Camille Mola said...

Even if these businesses are just suspect of being illegal and not officially deemed illegal, journalistic outlets should and will reject advertising dollars from them. Journalism is a business, and a part of being in a business is image. Newspapers have an image to upload and these business could soil that image and reputation.

Destinie Locke said...

As many people before said, Journalism is a business. Newspapers are in constant competition with one another and one little thing, such as an advertisement, can turn readers away. If it is unknown if a business is actually doing illegal activities or not, a smart decision for a newspaper would be to play it safe and not accept their advertisements at all. It may or may not hurt that business, but newspapers must look out for themselves. There are plenty of other advertisers that can fill that space and there are plenty of other places the business may advertise itself, so really I do not believe that either business would be harmed in this case.

Kelly Offner said...

I don't know if the idea that, "massage parlors have valid buisness licenses and are therefore legitimate businesses in the eyes of the law," is something these papers should find comforting.
The "eyes of the law" are narrow and have dollar signs in them.
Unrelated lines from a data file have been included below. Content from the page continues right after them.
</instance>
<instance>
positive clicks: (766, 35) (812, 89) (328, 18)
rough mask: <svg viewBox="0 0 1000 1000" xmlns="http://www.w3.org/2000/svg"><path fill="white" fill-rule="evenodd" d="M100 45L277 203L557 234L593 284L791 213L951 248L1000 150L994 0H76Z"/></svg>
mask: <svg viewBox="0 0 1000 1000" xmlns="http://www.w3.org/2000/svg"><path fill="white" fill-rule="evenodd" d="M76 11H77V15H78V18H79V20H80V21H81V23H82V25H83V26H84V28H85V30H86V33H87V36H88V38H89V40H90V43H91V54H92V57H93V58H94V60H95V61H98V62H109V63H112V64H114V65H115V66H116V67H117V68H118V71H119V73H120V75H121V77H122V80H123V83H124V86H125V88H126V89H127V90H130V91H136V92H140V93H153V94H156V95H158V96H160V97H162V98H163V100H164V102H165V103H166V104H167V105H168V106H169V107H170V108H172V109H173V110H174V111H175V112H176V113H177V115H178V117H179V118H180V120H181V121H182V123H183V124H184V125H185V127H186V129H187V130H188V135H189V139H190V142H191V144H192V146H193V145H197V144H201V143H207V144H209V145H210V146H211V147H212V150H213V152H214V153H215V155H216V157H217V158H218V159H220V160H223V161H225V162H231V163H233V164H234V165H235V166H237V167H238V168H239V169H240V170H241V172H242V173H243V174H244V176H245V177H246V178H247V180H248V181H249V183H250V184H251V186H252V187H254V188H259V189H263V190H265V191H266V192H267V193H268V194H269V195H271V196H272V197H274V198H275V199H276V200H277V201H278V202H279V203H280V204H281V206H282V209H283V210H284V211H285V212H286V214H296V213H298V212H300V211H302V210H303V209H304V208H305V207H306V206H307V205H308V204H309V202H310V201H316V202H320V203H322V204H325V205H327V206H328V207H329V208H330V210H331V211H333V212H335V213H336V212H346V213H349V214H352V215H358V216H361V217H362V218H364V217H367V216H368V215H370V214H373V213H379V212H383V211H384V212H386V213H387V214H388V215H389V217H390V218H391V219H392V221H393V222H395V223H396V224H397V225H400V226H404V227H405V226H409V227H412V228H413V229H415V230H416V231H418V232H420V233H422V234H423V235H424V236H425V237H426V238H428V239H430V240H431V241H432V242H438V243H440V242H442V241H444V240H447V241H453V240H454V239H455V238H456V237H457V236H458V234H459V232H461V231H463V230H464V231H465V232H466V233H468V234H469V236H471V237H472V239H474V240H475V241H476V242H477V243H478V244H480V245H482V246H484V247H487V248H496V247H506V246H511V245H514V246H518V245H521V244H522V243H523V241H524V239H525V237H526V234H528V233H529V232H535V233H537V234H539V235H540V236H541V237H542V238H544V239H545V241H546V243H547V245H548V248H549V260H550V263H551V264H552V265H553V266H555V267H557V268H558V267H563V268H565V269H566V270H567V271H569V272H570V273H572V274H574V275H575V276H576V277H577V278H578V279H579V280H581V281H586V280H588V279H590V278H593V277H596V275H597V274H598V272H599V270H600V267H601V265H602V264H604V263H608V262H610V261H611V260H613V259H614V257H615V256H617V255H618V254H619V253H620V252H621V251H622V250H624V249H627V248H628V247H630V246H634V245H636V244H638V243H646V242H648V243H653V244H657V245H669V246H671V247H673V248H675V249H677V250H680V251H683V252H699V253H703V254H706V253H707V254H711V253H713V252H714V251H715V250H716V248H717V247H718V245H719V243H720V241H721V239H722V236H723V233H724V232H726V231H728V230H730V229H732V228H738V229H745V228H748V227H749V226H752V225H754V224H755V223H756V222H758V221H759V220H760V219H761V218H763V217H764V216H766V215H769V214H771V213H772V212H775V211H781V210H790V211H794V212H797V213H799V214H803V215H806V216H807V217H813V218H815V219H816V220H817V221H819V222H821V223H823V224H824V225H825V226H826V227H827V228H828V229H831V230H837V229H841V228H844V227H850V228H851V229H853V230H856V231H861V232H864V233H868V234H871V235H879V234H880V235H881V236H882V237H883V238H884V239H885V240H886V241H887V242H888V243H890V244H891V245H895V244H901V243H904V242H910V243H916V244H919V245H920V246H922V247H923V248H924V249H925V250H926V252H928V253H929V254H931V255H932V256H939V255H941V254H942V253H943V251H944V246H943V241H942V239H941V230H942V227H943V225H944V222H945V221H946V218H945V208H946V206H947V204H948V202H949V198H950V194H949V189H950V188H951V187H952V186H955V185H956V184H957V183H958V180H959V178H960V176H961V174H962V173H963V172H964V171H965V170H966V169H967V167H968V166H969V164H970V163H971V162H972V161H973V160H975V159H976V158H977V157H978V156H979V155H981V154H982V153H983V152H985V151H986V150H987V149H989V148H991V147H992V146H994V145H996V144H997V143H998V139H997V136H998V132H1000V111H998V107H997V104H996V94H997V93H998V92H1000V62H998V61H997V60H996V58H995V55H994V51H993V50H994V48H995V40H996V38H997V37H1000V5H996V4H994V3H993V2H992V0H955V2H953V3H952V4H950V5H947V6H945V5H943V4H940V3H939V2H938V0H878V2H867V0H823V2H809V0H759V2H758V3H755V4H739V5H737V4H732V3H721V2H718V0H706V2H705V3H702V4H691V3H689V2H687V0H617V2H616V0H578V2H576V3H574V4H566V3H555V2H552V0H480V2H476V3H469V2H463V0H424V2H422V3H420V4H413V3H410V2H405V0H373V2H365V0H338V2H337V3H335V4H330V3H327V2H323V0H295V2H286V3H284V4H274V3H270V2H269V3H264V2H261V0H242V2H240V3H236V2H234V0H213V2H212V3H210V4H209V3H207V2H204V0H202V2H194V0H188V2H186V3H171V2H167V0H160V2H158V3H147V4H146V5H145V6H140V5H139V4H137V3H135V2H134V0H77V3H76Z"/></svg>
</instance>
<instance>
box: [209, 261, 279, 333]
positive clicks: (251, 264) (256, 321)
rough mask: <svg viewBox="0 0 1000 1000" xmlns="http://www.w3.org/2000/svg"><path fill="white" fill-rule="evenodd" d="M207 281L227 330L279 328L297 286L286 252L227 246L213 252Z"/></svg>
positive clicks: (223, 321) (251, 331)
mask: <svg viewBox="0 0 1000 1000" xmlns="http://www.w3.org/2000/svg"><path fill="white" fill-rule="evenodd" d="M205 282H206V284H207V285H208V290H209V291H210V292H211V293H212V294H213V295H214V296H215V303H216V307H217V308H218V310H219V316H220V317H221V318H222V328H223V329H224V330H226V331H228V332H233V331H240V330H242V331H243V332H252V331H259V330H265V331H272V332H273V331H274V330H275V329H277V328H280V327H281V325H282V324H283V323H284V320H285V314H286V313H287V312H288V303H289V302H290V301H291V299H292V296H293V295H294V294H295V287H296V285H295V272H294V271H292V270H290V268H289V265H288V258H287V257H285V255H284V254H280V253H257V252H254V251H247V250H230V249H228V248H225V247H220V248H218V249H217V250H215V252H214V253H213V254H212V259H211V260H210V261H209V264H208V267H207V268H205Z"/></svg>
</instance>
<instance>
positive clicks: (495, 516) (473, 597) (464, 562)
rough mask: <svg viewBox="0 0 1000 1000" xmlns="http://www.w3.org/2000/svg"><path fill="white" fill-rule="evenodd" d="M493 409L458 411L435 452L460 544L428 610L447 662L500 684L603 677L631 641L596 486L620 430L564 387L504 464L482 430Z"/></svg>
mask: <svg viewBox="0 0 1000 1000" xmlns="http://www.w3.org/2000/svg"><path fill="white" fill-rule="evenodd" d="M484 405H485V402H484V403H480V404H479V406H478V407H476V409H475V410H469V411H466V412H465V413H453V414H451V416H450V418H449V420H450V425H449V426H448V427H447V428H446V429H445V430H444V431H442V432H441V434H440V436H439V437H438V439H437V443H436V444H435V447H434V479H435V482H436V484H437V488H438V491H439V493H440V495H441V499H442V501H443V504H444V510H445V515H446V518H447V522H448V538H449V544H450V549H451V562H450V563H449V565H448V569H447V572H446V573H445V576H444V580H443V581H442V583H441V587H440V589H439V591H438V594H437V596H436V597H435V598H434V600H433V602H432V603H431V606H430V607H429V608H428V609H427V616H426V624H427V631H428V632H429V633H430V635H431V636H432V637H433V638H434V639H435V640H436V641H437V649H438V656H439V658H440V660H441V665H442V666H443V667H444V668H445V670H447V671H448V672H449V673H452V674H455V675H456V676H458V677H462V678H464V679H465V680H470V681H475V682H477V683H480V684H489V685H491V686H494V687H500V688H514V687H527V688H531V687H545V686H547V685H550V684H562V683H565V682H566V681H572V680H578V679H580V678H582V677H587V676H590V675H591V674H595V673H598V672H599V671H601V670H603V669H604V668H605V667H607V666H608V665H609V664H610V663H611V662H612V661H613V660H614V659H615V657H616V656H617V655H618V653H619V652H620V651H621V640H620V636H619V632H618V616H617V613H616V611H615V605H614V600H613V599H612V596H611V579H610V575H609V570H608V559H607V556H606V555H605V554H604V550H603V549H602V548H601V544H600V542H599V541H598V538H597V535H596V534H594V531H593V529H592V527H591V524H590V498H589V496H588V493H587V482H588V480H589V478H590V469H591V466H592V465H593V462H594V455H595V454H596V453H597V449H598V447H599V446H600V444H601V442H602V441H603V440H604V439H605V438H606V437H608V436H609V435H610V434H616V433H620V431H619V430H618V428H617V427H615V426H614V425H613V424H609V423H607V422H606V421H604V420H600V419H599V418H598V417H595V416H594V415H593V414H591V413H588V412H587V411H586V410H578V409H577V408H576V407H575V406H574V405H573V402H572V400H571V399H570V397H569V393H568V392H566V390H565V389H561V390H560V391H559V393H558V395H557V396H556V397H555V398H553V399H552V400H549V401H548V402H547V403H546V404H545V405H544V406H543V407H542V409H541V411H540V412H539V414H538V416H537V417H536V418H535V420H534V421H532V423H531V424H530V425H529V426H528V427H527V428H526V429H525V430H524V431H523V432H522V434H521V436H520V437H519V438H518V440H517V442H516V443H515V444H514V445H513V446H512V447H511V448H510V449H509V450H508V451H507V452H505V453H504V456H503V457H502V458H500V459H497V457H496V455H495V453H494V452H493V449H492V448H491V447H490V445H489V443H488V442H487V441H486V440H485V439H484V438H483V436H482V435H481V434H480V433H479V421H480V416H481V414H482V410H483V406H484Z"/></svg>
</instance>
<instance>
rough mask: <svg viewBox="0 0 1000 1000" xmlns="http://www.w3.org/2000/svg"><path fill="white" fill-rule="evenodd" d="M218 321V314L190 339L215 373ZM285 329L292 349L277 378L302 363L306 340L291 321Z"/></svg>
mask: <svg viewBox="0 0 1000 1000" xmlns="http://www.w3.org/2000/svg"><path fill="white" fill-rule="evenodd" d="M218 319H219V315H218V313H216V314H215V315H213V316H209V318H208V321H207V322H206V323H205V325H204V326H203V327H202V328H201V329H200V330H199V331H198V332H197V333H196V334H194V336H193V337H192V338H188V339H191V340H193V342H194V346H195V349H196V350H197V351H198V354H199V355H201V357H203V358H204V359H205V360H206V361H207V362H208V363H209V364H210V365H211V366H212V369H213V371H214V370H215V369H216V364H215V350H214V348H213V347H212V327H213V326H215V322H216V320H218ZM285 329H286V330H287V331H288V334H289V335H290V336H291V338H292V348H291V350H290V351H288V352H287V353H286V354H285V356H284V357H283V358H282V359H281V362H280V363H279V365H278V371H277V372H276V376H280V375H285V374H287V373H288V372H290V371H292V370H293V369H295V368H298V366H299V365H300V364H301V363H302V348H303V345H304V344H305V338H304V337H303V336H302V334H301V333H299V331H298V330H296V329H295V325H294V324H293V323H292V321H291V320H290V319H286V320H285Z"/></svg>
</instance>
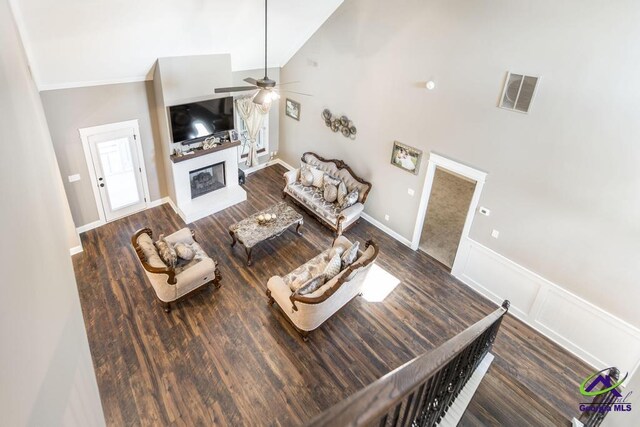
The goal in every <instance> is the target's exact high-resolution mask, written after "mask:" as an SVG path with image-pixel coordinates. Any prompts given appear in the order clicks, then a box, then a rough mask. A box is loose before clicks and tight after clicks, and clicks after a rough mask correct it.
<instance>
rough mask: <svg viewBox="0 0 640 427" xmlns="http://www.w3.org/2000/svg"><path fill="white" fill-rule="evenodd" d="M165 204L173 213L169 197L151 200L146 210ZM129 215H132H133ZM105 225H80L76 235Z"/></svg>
mask: <svg viewBox="0 0 640 427" xmlns="http://www.w3.org/2000/svg"><path fill="white" fill-rule="evenodd" d="M165 203H169V204H171V206H172V207H173V210H174V211H175V210H176V209H175V206H174V205H173V202H172V201H171V199H170V198H169V197H163V198H162V199H157V200H153V201H151V202H149V203H147V207H146V209H150V208H155V207H156V206H160V205H162V204H165ZM134 213H138V212H134ZM131 215H133V213H132V214H131ZM105 224H106V222H105V221H101V220H98V221H93V222H90V223H89V224H85V225H81V226H80V227H76V231H77V232H78V234H80V233H84V232H86V231H89V230H93V229H94V228H98V227H101V226H103V225H105Z"/></svg>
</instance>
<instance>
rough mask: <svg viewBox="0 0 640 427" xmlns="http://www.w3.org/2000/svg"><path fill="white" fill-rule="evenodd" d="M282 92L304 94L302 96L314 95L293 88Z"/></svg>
mask: <svg viewBox="0 0 640 427" xmlns="http://www.w3.org/2000/svg"><path fill="white" fill-rule="evenodd" d="M282 92H286V93H295V94H296V95H302V96H313V95H311V94H310V93H302V92H296V91H293V90H283V91H282Z"/></svg>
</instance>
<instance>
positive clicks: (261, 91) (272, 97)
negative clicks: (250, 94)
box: [253, 89, 280, 105]
mask: <svg viewBox="0 0 640 427" xmlns="http://www.w3.org/2000/svg"><path fill="white" fill-rule="evenodd" d="M278 99H280V95H279V94H278V92H275V91H273V90H271V89H260V90H259V91H258V92H257V93H256V94H255V95H254V97H253V102H254V103H255V104H258V105H268V104H271V103H272V102H273V101H275V100H278Z"/></svg>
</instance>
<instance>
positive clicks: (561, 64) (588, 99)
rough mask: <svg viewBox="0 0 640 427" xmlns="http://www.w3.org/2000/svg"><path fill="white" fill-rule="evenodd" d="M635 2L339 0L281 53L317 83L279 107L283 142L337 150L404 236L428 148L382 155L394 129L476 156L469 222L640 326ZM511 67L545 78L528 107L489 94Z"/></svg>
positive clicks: (387, 151) (514, 253) (300, 147)
mask: <svg viewBox="0 0 640 427" xmlns="http://www.w3.org/2000/svg"><path fill="white" fill-rule="evenodd" d="M639 18H640V4H638V3H637V2H634V1H631V0H626V1H619V2H616V3H615V4H611V3H605V2H602V1H599V0H587V1H578V0H571V1H565V2H553V1H549V0H543V1H533V0H528V1H521V2H511V1H507V0H495V1H491V2H472V1H466V0H454V1H433V0H432V1H423V0H405V1H400V2H394V6H393V7H389V5H388V3H387V2H384V1H381V0H375V1H371V0H369V1H365V0H347V1H345V2H344V3H343V5H342V6H341V7H340V8H338V10H337V11H336V12H335V13H334V14H333V15H332V16H331V17H330V18H329V20H327V22H326V23H325V24H324V25H323V26H322V27H321V28H320V29H319V30H318V31H317V32H316V34H315V35H314V36H313V37H312V38H311V39H310V40H309V41H308V42H307V43H306V44H305V46H304V47H303V48H302V49H301V50H300V51H299V52H297V53H296V55H294V57H293V58H292V59H291V60H290V61H289V63H287V64H286V65H285V66H284V67H283V69H282V72H281V78H282V80H286V81H295V80H301V81H302V84H301V86H300V88H299V90H300V91H301V92H308V93H312V94H313V95H314V97H313V98H310V99H296V100H298V101H301V102H302V113H301V121H300V122H297V121H295V120H291V119H289V118H287V117H285V115H284V114H281V128H280V130H281V135H280V154H281V156H282V157H283V158H284V160H285V161H287V162H288V163H290V164H294V165H295V164H298V162H299V158H300V155H301V154H302V153H303V152H304V151H307V150H310V151H316V152H318V153H319V154H321V155H323V156H325V157H334V158H340V159H343V160H344V161H346V162H347V163H348V164H350V165H351V166H352V167H353V169H354V170H355V171H356V172H357V173H359V174H361V175H362V176H363V177H365V178H367V179H370V180H371V181H372V183H373V189H372V191H371V193H370V196H369V199H368V203H367V206H366V209H365V210H366V212H367V213H368V214H369V215H371V216H372V217H373V218H374V219H377V220H378V221H380V222H382V223H384V224H385V225H388V226H389V227H391V228H392V229H393V230H395V231H396V232H398V233H399V234H400V235H402V236H404V237H405V238H407V239H411V234H412V231H413V227H414V225H415V220H416V216H417V209H418V204H419V200H418V197H411V196H409V195H408V194H407V189H408V188H412V189H414V190H416V195H419V194H420V190H421V188H422V185H423V182H424V173H425V171H426V159H424V160H423V163H422V168H421V173H420V175H419V176H413V175H411V174H409V173H406V172H404V171H402V170H400V169H398V168H395V167H393V166H391V165H390V164H389V158H390V155H391V147H392V144H393V141H394V140H399V141H401V142H404V143H406V144H409V145H412V146H415V147H418V148H420V149H422V150H423V151H424V152H425V154H426V155H428V152H429V151H432V150H433V151H435V152H438V153H439V154H443V155H445V156H447V157H451V158H454V159H456V160H459V161H461V162H463V163H467V164H469V165H472V166H474V167H476V168H478V169H481V170H484V171H487V172H488V173H489V174H488V177H487V182H486V184H485V187H484V192H483V195H482V198H481V200H480V205H481V206H482V205H484V206H487V207H489V208H490V209H491V211H492V214H491V216H490V217H484V216H476V220H475V223H474V224H473V227H472V230H471V238H472V239H474V240H475V241H477V242H479V243H481V244H482V245H484V246H485V247H488V248H490V249H491V250H494V251H495V252H497V253H499V254H501V255H503V256H505V257H507V258H508V259H510V260H512V261H514V262H515V263H517V264H519V265H522V266H524V267H526V268H527V269H529V270H531V271H533V272H536V273H538V274H539V275H541V276H542V277H544V278H545V279H548V280H550V281H551V282H553V283H556V284H558V285H560V286H561V287H563V288H565V289H567V290H569V291H571V292H572V293H574V294H576V295H577V296H579V297H582V298H584V299H585V300H587V301H589V302H591V303H593V304H595V305H597V306H599V307H601V308H603V309H604V310H606V311H608V312H610V313H612V314H613V315H615V316H618V317H620V318H622V319H623V320H625V321H627V322H629V323H631V324H633V325H635V326H636V327H638V326H640V312H639V311H638V310H637V307H636V306H637V301H638V300H640V287H638V286H637V280H636V277H635V276H636V274H635V270H634V268H633V266H635V265H637V264H638V261H640V246H639V245H638V244H637V242H638V241H639V238H640V228H639V227H638V221H637V220H638V218H639V217H640V197H638V194H640V175H638V173H637V164H638V163H639V161H640V145H639V144H637V143H636V140H637V139H638V137H639V136H640V122H639V121H638V120H637V119H636V116H637V113H638V112H639V111H640V97H638V96H636V95H637V93H639V92H640V80H638V79H637V75H639V74H640V58H639V54H638V52H639V51H638V49H636V47H635V44H634V43H635V40H638V39H640V27H639V26H638V25H637V22H638V19H639ZM508 70H513V71H520V72H526V73H530V74H532V75H539V76H541V78H542V79H541V82H540V86H539V88H538V93H537V96H536V99H535V100H534V103H533V107H532V110H531V112H530V113H529V114H528V115H525V114H519V113H514V112H510V111H506V110H502V109H499V108H497V107H496V105H497V102H498V98H499V94H500V92H501V88H502V84H503V81H504V77H505V74H506V72H507V71H508ZM431 79H432V80H434V81H435V82H436V84H437V87H436V89H435V90H434V91H431V92H430V91H427V90H426V89H424V82H426V81H427V80H431ZM294 99H295V98H294ZM323 108H330V109H331V110H332V111H334V112H335V113H338V114H347V115H348V116H349V117H350V118H351V119H353V120H354V123H355V125H356V126H357V128H358V136H357V139H356V140H355V141H350V140H347V139H345V138H343V137H342V136H341V135H337V134H333V133H331V132H330V131H329V130H328V129H327V128H326V127H325V126H324V124H323V123H322V120H321V119H320V113H321V111H322V109H323ZM385 214H389V215H390V221H389V222H385V221H384V215H385ZM492 229H497V230H499V231H500V238H499V239H498V240H495V239H492V238H491V237H490V233H491V230H492Z"/></svg>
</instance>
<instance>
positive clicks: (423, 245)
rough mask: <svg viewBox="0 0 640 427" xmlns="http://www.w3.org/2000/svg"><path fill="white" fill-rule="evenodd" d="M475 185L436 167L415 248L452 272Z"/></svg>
mask: <svg viewBox="0 0 640 427" xmlns="http://www.w3.org/2000/svg"><path fill="white" fill-rule="evenodd" d="M475 187H476V181H474V180H472V179H469V178H467V177H465V176H462V175H459V174H457V173H455V172H451V171H448V170H446V169H444V168H441V167H436V172H435V174H434V177H433V184H432V186H431V195H430V197H429V203H428V209H427V214H426V218H425V220H424V225H423V226H422V232H421V234H420V245H419V246H418V248H419V249H420V250H421V251H423V252H425V253H426V254H427V255H429V256H431V257H432V258H435V259H436V260H438V261H440V262H441V263H442V264H444V265H445V266H446V267H448V268H449V269H451V267H453V261H454V260H455V258H456V252H457V251H458V245H459V243H460V237H461V236H462V230H463V228H464V222H465V220H466V218H467V212H468V211H469V205H470V204H471V199H472V198H473V191H474V190H475Z"/></svg>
Unless the parlor is proven to be illegal, there's no reason the paper shouldn't accept their money.

If an advertiser turned out to be illegitimate, that should be considered the government's fault for not investigating the business's legitimacy before and during their liscence holding. Money is the opiate of the law.(no Marist affiliation intended)

Informed consumers of information don't turn to the NY Times, or any other paper, to find a reaffirmation of their morals. They go for news.

Ruth K said...

I don't think that journalistic outlets should accept advertising dollars from places they almost certainly think are houses of prostitution.

If I were a journalist I would probably find this an interesting case to investigate, though as it stands, I don't think the owners of these publications would be very keen on journalists writing on such an issue, as the publication would probably lose that advertiser's money when the advertiser saw the article. Interesting...

Layla Jones said...

I believe that journalistic outlets should not accept ads that they suspect to be illegal. Taking it one step farther than that, I think that it would be in the best interest of the news outlet not to accept ads from businesses that wouold most likely offend primary viewers.

Julia Loehle said...

While yes, journalistic outlets reserve the right to choose whichever advertisers they wish to publish and they are granted the right to refuse to do business with whichever companies they choose, it is ignorant to also blindly dismiss one entire type of business, such as massage. What about licensed massage therapists who work for legitimate massage parlors? It is not fair for them to become immediately ruled out. While I, nor any type of media, condone illegal activity such as prostitution, it would also be naive to reject those simply suspected of illegal activity based upon nothing besides its category.

Nicole Riley said...

It is the business's right to choose who they want to take money from. Maybe the newspaper does not want to support certain businesses, whether they may be illegal or not. Whoever is in charge of allotting the ad space has the power to use their own judgment or morals to choose who gets the spot.